O servidor público Daniel Cardim Gama, de 40 anos de idade, esteve presente ao ato para contar a experiência de viver com a encefalomielite miálgica após uma infecção por dengue, há 1 ano.

Passada a fase de recuperação da arbovirose, as dores articulares começaram e foram acompanhadas de fraqueza intensa que, segundo Daniel, o obriga a ficar deitado em recuperação, de forma constante.

Ele considera o manifesto no centro de Brasília importante porque permite que mais pessoas com essa doença tenham acesso à informação.

“Para mim, o principal diferencial em relação à encefalomielite miálgica é a informação. Se a pessoa que tem informação desde o começo sobre como ela deve lidar com a doença, como respeitar seu corpo, que tratamentos deve fazer, que tipo de atividade deve procurar, isso ajudará o paciente a conviver em sociedade. O paciente que não tem informação no começo, terá muitas chances de ficar acamado e perder essa convivência social”, disse.

A vice-presidente da Associação Brasileira de Encefalomielite Miálgica e Síndrome de Fadiga Crônica (Abemdis), Priscila Falcão, de 47 anos de idade, viajou de Salvador até a capital federal para participar da manifestação.

A professora de língua inglesa aposentada se recorda que começou a perceber que havia algo diferente com o corpo dela em 2017, porém, o diagnóstico somente foi fechado para a síndrome em 2021. Ela denuncia ter ouvido opiniões preconceituosas de profissionais de saúde que não acreditaram nos relatos da paciente.

Priscila Falcão ainda discorda da prescrição médica de atividade física para tratamento das condições de saúde de quem tem a encefalomielite miálgica. Ela explica que o gasto de energia pode ser um fator desencadeante ou intensificador dos sintomas, após as atividades.

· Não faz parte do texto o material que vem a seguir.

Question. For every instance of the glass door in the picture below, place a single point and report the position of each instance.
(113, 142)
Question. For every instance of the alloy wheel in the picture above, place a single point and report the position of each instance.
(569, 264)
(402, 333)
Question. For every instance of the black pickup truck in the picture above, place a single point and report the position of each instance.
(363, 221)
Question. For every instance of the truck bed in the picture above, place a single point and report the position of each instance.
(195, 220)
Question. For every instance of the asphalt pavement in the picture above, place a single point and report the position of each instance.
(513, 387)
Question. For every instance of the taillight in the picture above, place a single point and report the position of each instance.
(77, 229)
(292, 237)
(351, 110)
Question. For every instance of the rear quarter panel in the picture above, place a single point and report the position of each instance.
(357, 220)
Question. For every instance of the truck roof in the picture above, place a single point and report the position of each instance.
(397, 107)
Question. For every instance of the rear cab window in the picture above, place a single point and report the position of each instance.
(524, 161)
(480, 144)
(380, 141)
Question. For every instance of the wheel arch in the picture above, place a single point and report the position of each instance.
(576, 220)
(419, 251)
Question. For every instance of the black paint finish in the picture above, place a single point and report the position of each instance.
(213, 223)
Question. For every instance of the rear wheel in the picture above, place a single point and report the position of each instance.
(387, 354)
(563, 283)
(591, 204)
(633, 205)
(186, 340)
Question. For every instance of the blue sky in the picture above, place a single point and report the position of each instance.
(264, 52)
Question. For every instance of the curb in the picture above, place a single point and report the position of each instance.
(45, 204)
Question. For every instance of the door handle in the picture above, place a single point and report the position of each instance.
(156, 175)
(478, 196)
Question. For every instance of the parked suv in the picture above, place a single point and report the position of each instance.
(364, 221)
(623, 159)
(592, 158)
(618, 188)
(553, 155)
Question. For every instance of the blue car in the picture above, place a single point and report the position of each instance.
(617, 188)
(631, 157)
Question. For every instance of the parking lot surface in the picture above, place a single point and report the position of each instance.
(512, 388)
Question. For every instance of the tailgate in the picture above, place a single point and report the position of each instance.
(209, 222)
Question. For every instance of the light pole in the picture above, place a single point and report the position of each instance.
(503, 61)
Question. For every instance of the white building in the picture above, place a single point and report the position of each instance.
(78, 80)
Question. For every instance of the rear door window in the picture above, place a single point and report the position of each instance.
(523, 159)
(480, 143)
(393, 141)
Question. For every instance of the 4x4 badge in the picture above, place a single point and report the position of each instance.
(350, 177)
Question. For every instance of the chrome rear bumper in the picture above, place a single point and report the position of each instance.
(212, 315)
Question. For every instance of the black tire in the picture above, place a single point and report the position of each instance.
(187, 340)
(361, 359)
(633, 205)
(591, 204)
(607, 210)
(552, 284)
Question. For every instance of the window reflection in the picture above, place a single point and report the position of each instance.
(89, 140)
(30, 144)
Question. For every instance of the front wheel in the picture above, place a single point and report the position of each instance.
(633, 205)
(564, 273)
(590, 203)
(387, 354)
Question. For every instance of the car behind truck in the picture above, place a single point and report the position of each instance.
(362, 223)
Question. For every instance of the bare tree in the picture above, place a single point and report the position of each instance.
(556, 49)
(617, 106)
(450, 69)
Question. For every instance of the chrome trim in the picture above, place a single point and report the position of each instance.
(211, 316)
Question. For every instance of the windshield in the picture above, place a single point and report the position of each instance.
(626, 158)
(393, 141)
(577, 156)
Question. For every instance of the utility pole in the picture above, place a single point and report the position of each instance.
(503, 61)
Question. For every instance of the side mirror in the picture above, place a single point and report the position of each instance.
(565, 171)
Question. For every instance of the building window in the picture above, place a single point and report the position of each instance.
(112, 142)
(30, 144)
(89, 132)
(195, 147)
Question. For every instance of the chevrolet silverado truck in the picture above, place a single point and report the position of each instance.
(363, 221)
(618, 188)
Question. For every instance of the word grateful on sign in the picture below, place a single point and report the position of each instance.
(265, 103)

Na contramão, ela defende o planejamento clínico de esforços para lidar melhor com a fadiga extrema e outros sintomas da doença.

“Ao contrário de ter uma melhora com a atividade física, como outras pessoas e eu mesma gostaria, a gente piora. Então, o manejo da energia é importante”.

Rede de apoio

A mãe da professora aposentada Priscila Falcão, a dona de casa Graça Noronha Falcão, viajou a Brasília em apoio à filha. Graça disse que é responsável até por dar banho na filha, nos momentos mais agudos da doença. E lamentou ver a filha nesta situação.

“É muito difícil para as pessoas que convivem com essa doença extremamente debilitante”.

Em frente ao Congresso Nacional, foi colocado um banner com fotos de Ruben Ceratti, de 38 anos de idade, antes e depois da encefalomielite miálgica. O jovem convive com a doença há 9 anos e perdeu força na musculatura da mastigação, e por isso é alimentado por sonda. Como não teve condições físicas de se deslocar ao gramado, Ruben foi representado pelo pai, Claudio Ceratti.

O aposentado acredita que os sinais da doença foram agravados por diagnóstico e opção de tratamento equivocados.

“Foi demorado, doloroso, com muito sofrimento e, totalmente, ineficaz”, avaliou o contexto.

Com a maior exposição e discussão sobre a doença depois da pandemia da covid-19, Claudio Ceratti acredita que haverá mais verbas e pesquisas sobre o tema, o que acende as esperanças de melhoria da condição do filho.

“Em algum momento, em função de pesquisa, de alguma descoberta, vai surgir algo que possa, não digo, retorná-lo ao que ele era originalmente, mas, que lhe dê uma condição de vida com mais qualidade”, estimou o pai.